Outro assunto que também interessa aos dois países é a protecção da floresta amazónica que se estende até ao território da Guiana Francesa. Neste sentido, os dois presidentes anunciaram ontem o lançamento de uma iniciativa visando angariar um bilião de euros para financiar projectos de desenvolvimento económico sustentáveis e de protecção da Amazónia.

Para além dos assuntos que juntam os dois países, existirão também os pontos que dividem, nomeadamente as grandes questões internacionais como a Ucrânia, em que o Brasil assume a sua neutralidade enquanto a França apoia Kiev. Outro assunto em cima da mesa é o bloqueio da França à assinatura do acordo entre a União Europeia e o Mercosul, aquele que é o dossier mais importante do ponto de vista de Emerson Cervi, professor do departamento de Ciência Política da Universidade Federal do Paraná.

RFI: O bloqueio francês ao acordo entre a União Europeia e o Mercosul deveria ser um dos assuntos da agenda da visita de Macron ao Brasil, embora não seja mencionado oficialmente.

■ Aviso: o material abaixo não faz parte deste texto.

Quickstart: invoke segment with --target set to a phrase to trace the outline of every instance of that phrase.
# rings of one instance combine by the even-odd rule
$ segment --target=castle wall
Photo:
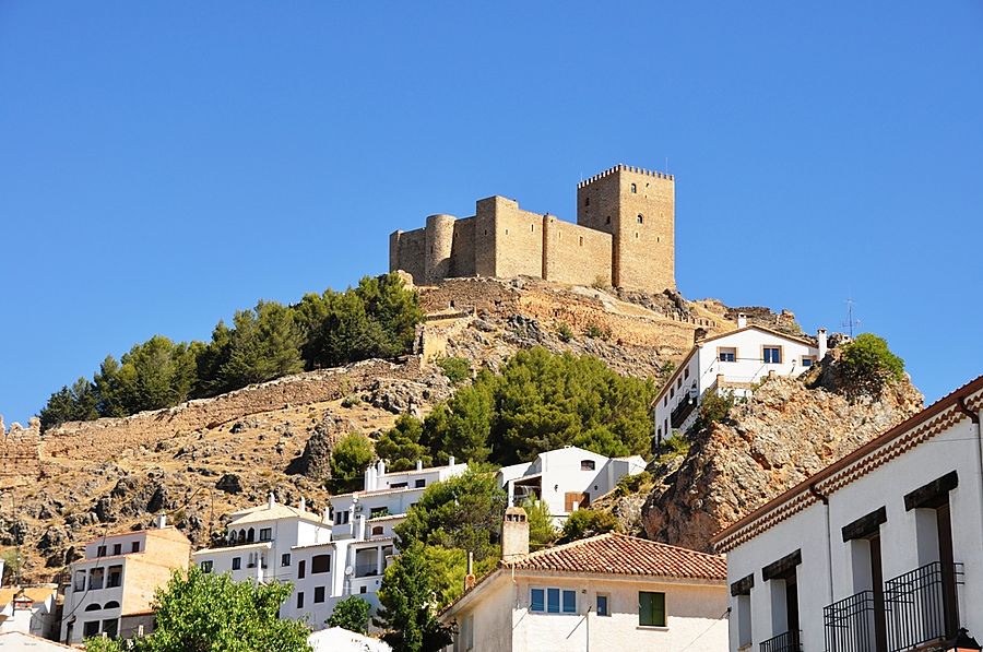
[[[547,215],[543,220],[543,278],[554,283],[609,285],[612,238],[609,234],[578,226]]]
[[[394,258],[393,250],[395,250]],[[403,270],[413,276],[414,283],[423,283],[426,278],[426,273],[424,272],[425,251],[425,228],[395,232],[389,236],[389,271]]]
[[[454,277],[474,276],[474,217],[464,217],[454,222],[453,246],[451,247],[451,272]]]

Emerson Cervi: Desde Janeiro, quando agricultores europeus, mas principalmente na França, fizeram aquelas manifestações em função dos baixos preços dos seus produtos, o governo francês intensificou os bloqueios para a assinatura do acordo. O problema para o Macron, e aí me parece que esteja a justificativa oficiosa para essa visita, é que existem países da União Europeia que querem um acordo, em especial Alemanha, porque com esse acordo, produtos manufacturados terão mais facilidade para serem exportados da Europa para o Mercosul e, em contrapartida, o Mercosul forneceria à Europa produtos primários. Essa é a grande questão. Então eu diria que essa visita do Macron ao Brasil agora tem duas motivações. E não é verdade que a primeira, a questão ambiental, fosse apenas uma desculpa ou uma justificativa artificial para a visita dele. Porque durante o governo Bolsonaro, quando nós tivemos uma série de problemas de desmatamento na Amazónia e de ataques às populações originárias daquela região, de exploração ilegal de minérios, o crescimento de todos esses crimes, o Macron foi uma liderança internacional que se levantou contra, inclusive com embates directos contra o ex-presidente Bolsonaro. Então é justificável que ele venha, porque ele, naquele momento se apresentou como alguém contrário ao que se fazia no Brasil. Mas não dá para reduzir a agenda dele apenas a essa motivação. Tem a questão comercial clara.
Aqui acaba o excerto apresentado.